Diversi voci preoccupate si sono levate in difesa dei tanti anziani che stanno morendo nelle RSA e in altre strutture. Tra queste segnaliamo l’appello lanciato da Andrea Riccardi che vede tra i firmatari diversi personaggi di spicco della cultura e della politica internazionali (https://www.santegidio.org/pageID/30284/langID/it/itemID/36084/Migliaia-le-firme-gi%C3%A0-arrivate-all-Appello-Internazionale-Senza-Anziani-non-c-%C3%A8-futuro-Tra-le-nuove-adesioni-anche-Gilles-Kepel-Pietro-Bartolo-Anna-Maria-Furlan.html): “Crediamo che sia necessario ribadire con forza i principi della parità di trattamento e del diritto universale alle cure, conquistati nel corso dei secoli”, vi si legge. “È ora di dedicare tutte le necessarie risorse alla salvaguardia del più gran numero di vite e umanizzare l’accesso alle cure per tutti. Il valore della vita rimanga uguale per tutti. Chi deprezza quella fragile e debole dei più anziani, si prepara a svalutarle tutte”.

Per una soluzione alternativa rispetto all’istituzionalizzazione si è schierata anche la Pontificia Accademia per la Vita: «Le case di riposo “generiche” non andavano bene neppure prima della pandemia, dobbiamo lavorare per valorizzare le convivenze tra anziani, il co-housing e le esperienze di piccole case-famiglia, così come si dovrà sostenere le famiglie perché siano aiutate a mantenere a casa i nostri nonni e i nostri genitori».

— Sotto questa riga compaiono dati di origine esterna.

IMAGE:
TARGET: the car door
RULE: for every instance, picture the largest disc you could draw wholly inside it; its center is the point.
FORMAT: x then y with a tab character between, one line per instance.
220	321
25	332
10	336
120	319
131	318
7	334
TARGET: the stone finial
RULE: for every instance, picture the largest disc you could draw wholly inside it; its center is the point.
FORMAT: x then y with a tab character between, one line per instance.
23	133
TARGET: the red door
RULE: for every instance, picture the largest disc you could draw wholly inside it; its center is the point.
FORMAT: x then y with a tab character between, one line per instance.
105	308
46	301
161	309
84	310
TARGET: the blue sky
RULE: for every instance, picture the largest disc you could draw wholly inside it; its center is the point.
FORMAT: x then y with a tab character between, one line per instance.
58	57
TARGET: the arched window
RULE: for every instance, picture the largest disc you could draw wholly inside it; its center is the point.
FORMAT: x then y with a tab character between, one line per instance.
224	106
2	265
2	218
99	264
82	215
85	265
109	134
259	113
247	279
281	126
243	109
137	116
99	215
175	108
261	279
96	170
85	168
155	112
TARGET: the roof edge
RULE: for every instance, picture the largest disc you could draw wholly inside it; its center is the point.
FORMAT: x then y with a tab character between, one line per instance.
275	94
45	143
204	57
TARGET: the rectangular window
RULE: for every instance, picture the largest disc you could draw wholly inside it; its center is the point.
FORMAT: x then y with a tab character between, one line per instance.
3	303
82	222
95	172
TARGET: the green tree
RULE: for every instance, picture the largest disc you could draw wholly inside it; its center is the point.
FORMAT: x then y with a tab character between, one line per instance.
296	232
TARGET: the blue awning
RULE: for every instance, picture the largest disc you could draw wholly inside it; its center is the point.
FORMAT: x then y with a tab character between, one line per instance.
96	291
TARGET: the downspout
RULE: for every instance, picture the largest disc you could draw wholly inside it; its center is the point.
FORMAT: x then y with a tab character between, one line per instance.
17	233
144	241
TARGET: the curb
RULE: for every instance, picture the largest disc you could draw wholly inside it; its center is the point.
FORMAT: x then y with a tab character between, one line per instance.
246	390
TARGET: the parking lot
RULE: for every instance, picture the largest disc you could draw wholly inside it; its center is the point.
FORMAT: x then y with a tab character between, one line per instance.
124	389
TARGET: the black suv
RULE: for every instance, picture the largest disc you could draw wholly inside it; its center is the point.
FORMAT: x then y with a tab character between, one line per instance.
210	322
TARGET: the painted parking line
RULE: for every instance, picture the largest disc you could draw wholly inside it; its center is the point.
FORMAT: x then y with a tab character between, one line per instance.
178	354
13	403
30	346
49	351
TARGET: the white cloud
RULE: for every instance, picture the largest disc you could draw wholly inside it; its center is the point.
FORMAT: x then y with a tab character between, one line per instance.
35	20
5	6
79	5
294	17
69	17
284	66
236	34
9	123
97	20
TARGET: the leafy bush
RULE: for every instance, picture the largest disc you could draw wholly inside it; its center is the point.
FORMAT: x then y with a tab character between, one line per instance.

A tali parole si affiancano quelle del prof. Virginio Marchesi dell’Università Cattolica di Milano. Intervistato dal quotidiano Avvenire, anch’egli vede di buon occhio una soluzione più articolata, multiforme: l’offerta dovrà essere diversificata e contestualizzata, in base alle esigenze della persona anziana o fragile. Quando la permanenza al proprio domicilio non sarà disponibile, si potrà realizzare una rete intorno agli anziani che si organizzeranno in “cohousing”, mettendo insieme forze e disponibilità.

Il modello RSA fa parte del passato e i tragici eventi di questo tempo hanno accelerato l’inevitabile decadimento di una formula con troppe criticità, schiacciata da una rigidità nell’offerta in cui erano gli anziani a doversi adattare alla RSA e non viceversa.

La prospettiva a cui tendere è quella di studiare come l’anziano possa continuare a vivere a casa, perché la vecchiaia o la malattia sono una stagione della vita, non una condizione che impedisca di vivere a casa propria. La fragilità va affrontata e risolta perché un anziano non è un’altra persona: è il nostro futuro … se avremo la buona sorte di avere una lunga esistenza!